I recently gave out an assignment where I asked students to produce high quality gibberish based on Markov chains and a large input corpus. A classic of computer science education, if you will. This got me thinking – how can we be sure that we are outputting semanticly meaningful gibberish? And what is an essay, but semanticly meaningful gibberish?

I propose a high-level Markov chainer. We will run Latent Semantic Indexing on a bunch of documents, and a bunch of document chunks. We will then find out what concepts tend to follow what other concepts, and we can then chain these concepts together, along with the restriction that you can’t end up more than a few hops from where you started. Then, we can treat all document chunks that we have on each successive subject as input for a separate markov chainer (3 to 5 of the previous words taken into account) for each chunk. Doing all this, I bet we could write a semi-cogent essay on a topic that would get an A from a 5th grade teacher.

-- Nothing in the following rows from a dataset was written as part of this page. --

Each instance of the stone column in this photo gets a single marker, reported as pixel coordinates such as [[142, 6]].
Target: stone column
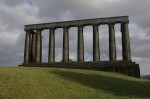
[[96, 49], [65, 44], [126, 52], [27, 47], [112, 43], [80, 44], [51, 57], [38, 47], [33, 47]]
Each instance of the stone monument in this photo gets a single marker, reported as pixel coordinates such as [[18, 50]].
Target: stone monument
[[33, 46]]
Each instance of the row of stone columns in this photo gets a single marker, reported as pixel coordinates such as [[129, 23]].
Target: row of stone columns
[[33, 45]]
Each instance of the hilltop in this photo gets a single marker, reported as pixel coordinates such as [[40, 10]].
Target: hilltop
[[51, 83]]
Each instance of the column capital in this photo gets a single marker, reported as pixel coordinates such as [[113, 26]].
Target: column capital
[[111, 24], [66, 27], [95, 24], [80, 26]]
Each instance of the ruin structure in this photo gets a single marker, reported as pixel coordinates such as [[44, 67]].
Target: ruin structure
[[33, 46]]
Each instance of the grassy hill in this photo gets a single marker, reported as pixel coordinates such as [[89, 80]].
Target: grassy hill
[[48, 83]]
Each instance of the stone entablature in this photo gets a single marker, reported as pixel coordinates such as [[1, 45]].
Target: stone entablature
[[86, 22]]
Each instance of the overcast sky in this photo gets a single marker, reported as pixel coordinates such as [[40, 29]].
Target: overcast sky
[[14, 14]]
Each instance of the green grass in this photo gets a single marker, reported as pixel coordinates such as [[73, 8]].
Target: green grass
[[48, 83]]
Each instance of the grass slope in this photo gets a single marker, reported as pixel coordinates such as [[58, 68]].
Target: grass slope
[[48, 83]]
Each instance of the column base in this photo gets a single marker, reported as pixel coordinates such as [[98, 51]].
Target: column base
[[124, 67]]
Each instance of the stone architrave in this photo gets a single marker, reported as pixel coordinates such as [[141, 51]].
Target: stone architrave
[[65, 44], [80, 55], [112, 43], [51, 57], [126, 51], [96, 49], [27, 47]]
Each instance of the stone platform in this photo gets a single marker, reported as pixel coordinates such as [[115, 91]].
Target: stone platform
[[124, 67]]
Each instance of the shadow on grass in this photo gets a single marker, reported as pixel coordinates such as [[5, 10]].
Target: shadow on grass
[[115, 86]]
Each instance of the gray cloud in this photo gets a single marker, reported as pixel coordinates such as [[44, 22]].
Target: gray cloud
[[15, 14]]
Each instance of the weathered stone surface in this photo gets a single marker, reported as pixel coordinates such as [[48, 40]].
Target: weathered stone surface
[[51, 57], [112, 43], [125, 67], [126, 52], [65, 45], [80, 54], [38, 46], [27, 47], [75, 23], [96, 49], [33, 50], [33, 47]]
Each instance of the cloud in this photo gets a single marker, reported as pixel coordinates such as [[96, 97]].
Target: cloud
[[15, 14]]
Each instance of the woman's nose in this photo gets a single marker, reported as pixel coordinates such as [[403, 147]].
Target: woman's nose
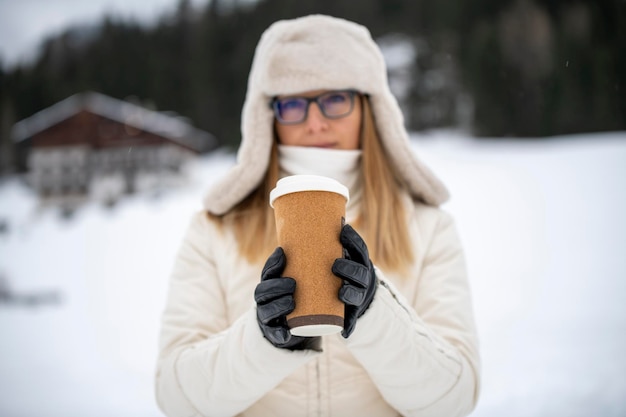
[[316, 121]]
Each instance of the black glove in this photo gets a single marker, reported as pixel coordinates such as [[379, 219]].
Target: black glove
[[359, 279], [274, 298]]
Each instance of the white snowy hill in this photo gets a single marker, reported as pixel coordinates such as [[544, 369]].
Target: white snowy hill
[[544, 227]]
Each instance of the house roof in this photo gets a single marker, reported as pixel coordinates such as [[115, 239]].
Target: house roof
[[171, 127]]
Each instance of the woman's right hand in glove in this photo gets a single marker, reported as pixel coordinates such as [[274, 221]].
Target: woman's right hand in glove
[[274, 298]]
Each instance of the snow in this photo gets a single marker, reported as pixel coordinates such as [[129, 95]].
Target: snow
[[542, 223]]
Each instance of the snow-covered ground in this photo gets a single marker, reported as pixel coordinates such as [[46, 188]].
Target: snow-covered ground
[[543, 224]]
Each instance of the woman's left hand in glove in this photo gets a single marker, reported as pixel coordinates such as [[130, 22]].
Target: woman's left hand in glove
[[359, 280]]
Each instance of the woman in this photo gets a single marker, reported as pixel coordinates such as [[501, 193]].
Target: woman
[[318, 102]]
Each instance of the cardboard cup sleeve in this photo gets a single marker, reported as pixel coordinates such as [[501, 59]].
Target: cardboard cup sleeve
[[310, 212]]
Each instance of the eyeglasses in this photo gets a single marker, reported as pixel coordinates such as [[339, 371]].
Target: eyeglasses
[[332, 104]]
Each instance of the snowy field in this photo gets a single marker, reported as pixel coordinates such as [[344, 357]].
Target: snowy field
[[544, 227]]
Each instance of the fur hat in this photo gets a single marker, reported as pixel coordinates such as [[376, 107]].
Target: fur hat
[[317, 53]]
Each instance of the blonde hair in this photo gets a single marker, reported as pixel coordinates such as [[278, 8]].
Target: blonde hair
[[381, 222]]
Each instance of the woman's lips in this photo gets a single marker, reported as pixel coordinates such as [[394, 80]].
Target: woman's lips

A nice test of this hypothesis might be to send a bunch of these essays out to a bunch of teachers and ask them to grade each essay (we would include some actual 5th grade essays) and tell them that we were doing it to compare the equitability of grades among teachers. We would, of course, not tell them that some of the documents were fake – when people are conditioned to think things are fake, they end up ferreting out small mistakes. If a person were told that I was a clever perl script designed to pass the Turing test, I doubt I could change their mind if we chatted over AIM.